Il caso deve anche indurre a una riflessione più ampia sul problema generale del sistema bancario italiano. Il piano di Monte dei Paschi ha due snodi cruciali: l’aumento di capitale per 5 miliardi e la cessione di 28 miliardi di sofferenze, che avrebbero portato gli indici patrimoniali in zona sicurezza. Ma anche qui Siena è il caso estremo perché si tratta della terza banca del Paese, ma il problema è ormai di carattere nazionale, avendo i crediti deteriorati raggiunto 360 miliardi di cui 210 di sofferenze in senso stretto. L’ultimo Bollettino della Banca d’Italia documentava come quasi tutta la parte non coperta da accantonamenti sia assistita da garanzie, quasi sempre reali. Il valore di cessione di queste garanzie dipende dal tempo di escussione e dal rischio stimato dall’acquirente. Gli operatori chiedono oggi tassi superiori al 10% che, applicati a un periodo non breve, portano a significative decurtazioni o, se si preferisce, consentono loro di conseguire profitti molto alti.
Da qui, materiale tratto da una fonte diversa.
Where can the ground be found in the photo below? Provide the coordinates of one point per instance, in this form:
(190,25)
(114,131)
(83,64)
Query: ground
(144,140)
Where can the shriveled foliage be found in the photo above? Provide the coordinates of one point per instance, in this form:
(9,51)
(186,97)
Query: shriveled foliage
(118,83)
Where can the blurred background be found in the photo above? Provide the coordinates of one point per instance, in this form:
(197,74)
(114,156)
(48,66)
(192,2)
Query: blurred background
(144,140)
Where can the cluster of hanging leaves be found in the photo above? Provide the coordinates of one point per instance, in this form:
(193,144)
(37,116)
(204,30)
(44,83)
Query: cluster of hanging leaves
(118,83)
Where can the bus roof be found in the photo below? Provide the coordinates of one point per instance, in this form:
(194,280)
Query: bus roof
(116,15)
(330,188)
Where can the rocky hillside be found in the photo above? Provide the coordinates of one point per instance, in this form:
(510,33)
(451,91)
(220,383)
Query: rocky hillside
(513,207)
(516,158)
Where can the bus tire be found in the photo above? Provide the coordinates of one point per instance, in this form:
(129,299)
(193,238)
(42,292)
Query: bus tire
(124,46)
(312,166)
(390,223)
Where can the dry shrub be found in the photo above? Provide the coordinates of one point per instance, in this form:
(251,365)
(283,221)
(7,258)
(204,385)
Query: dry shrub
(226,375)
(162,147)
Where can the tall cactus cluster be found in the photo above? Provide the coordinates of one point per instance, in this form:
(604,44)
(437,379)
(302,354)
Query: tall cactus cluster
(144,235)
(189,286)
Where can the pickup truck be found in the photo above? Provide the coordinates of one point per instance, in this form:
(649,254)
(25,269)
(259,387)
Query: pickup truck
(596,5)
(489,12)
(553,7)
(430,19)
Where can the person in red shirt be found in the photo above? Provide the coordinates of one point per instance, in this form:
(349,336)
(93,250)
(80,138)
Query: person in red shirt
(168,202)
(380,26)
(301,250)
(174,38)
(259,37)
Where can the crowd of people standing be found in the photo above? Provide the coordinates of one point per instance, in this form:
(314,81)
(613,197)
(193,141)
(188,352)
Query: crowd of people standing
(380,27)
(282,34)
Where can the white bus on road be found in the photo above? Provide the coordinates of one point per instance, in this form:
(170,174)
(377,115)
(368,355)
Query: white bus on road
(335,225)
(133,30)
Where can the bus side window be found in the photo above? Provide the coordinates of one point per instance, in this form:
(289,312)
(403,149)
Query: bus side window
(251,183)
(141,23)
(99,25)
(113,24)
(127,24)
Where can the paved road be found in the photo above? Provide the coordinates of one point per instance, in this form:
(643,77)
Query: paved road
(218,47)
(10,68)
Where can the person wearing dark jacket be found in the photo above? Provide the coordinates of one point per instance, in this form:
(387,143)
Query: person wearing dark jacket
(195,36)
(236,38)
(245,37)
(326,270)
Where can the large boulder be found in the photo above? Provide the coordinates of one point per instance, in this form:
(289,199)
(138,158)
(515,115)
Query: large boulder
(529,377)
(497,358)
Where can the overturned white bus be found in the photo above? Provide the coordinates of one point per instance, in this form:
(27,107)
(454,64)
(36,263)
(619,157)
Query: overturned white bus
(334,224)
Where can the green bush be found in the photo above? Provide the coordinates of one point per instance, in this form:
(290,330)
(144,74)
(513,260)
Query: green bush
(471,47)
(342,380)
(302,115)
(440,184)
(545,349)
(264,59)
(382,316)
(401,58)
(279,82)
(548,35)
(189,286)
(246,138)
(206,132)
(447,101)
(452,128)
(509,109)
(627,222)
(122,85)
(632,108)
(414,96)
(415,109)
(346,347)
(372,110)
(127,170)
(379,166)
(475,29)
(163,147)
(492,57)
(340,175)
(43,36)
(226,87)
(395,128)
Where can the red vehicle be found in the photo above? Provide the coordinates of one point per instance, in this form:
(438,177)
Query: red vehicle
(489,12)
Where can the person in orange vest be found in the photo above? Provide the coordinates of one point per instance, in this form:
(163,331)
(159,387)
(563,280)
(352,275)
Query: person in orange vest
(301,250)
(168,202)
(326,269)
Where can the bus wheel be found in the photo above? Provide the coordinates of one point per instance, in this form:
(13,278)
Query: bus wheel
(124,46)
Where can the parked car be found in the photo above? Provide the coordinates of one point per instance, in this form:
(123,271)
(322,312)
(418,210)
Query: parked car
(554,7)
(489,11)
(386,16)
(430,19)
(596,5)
Del resto, è una costante della storia delle crisi che bisogna saper aspettare: persino la liquidazione del Banco di Napoli degli anni Novanta si è chiusa in attivo.

È la prova definitiva, se mai ce ne fosse bisogno, che le soluzioni di sistema con il sostegno pubblico sono la via maestra di fronte a problemi di simile portata: e ciò perché i valori vengono scontati a un tasso più in linea con il livello generale, attualmente molto basso. È questa la via maestra per procurarsi la risorsa scarsa per eccellenza in tali situazioni, cioè il tempo, come hanno messo in evidenza Marco Ferrando e Morya Longo su questo giornale (4 agosto).
Lo stesso articolo riferiva di un piano di Prometeia che generalizza l’intervento di Atlante nel Monte dei Paschi e consente di realizzare un piano di sistema di dismissione delle sofferenze nell’arco di pochi anni, finanziato dall’eccesso di capitale delle banche rispetto ai vincoli di vigilanza dell’esercizio Srep (Supervisory review and evaluation process) compiuto dalla Bce e dai profitti bancari del prossimo triennio. Le variazioni sul tema sono infinite, ma il punto cruciale è che «si può fare!», come avrebbe detto Gene Wilder.

L’importante è dare un segnale forte e chiaro ai mercati mostrando che il Paese intende affrontare il problema nel suo complesso, in un arco di tempo ragionevole e con il sostegno dell’intervento pubblico consentito dalla direttiva europea di risoluzione delle crisi. Se questa sgradevole vicenda del Monte dei Paschi servisse almeno a trarre questa lezione generale, potremmo dire che non tutto il male viene per nuocere.